The file was modified between when omp read it and when it tried to write the edit. This is the hashline system working correctly — it prevented a potentially corrupt edit. Ask omp to re-read the file and retry the edit.

omp stats shows zero cost for local models

This is expected behavior. The cost fields in models.yml for Ollama and vLLM are set to zero, so cost tracking reflects actual spend (nothing) for local inference. Only Anthropic API calls show nonzero cost in omp stats.


  • [[omp-deep-dive|Oh My Pi Deep Dive]] — advanced configuration, custom tools, hook system, and subagent design
  • [[autoresearch-beginner-guide|Autoresearch Beginner Guide]] — another AI-assisted research tool for the terminal
  • [[hpc-ai-tech-stack]] — running AI workloads on HPC clusters, relevant if you are deploying vLLM on SLURM or Flux nodes
  • [[slurm-vs-flux-reference]] — scheduler comparison for HPC environments where you might host vLLM backends
  • [[CONFIG_MANAGERS]] — tooling for managing dotfiles and configs across machines, including omp config files
  • [[ideas-research-analysis]] — broader notes on AI-assisted research workflows

References


Summary

omp is a terminal AI coding agent that runs against any OpenAI-compatible provider. Its main technical differentiators are hashline edits (hash-anchored line references that eliminate most edit failures), LSP/DAP integration (IDE-grade diagnostics and debugger support in the terminal), first-class subagents with git worktree isolation, and autonomous memory.
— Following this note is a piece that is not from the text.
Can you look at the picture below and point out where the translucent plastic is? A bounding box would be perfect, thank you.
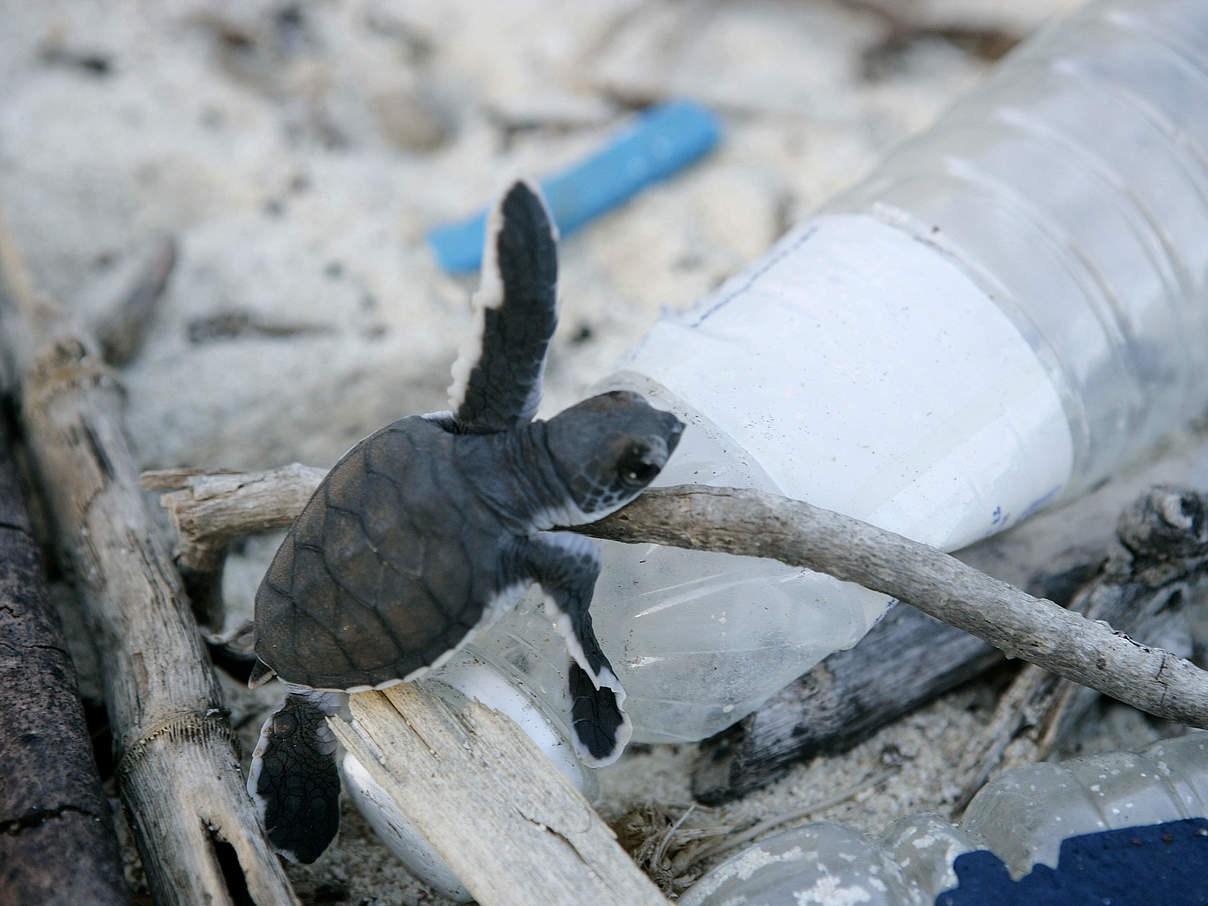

Getting started requires three things: installing the binary (Bun or curl installer), configuring at least one provider in ~/.omp/agent/models.yml and config.yml, and running omp in a project directory. The three provider patterns covered here — Anthropic for capable cloud models, Ollama for free local inference, and vLLM for self-hosted GPU inference — cover the most common setups.

The critical thing to remember when mixing Ollama and vLLM is the API protocol difference: openai-completions for Ollama, openai-responses for vLLM. Getting this wrong is the most common configuration mistake.

For HPC or research environments where you are already running GPU jobs on SLURM or Flux, vLLM over an SSH tunnel is a practical way to get omp talking to a model you control without sending data to a third party. See [[hpc-ai-tech-stack]] for context on that infrastructure.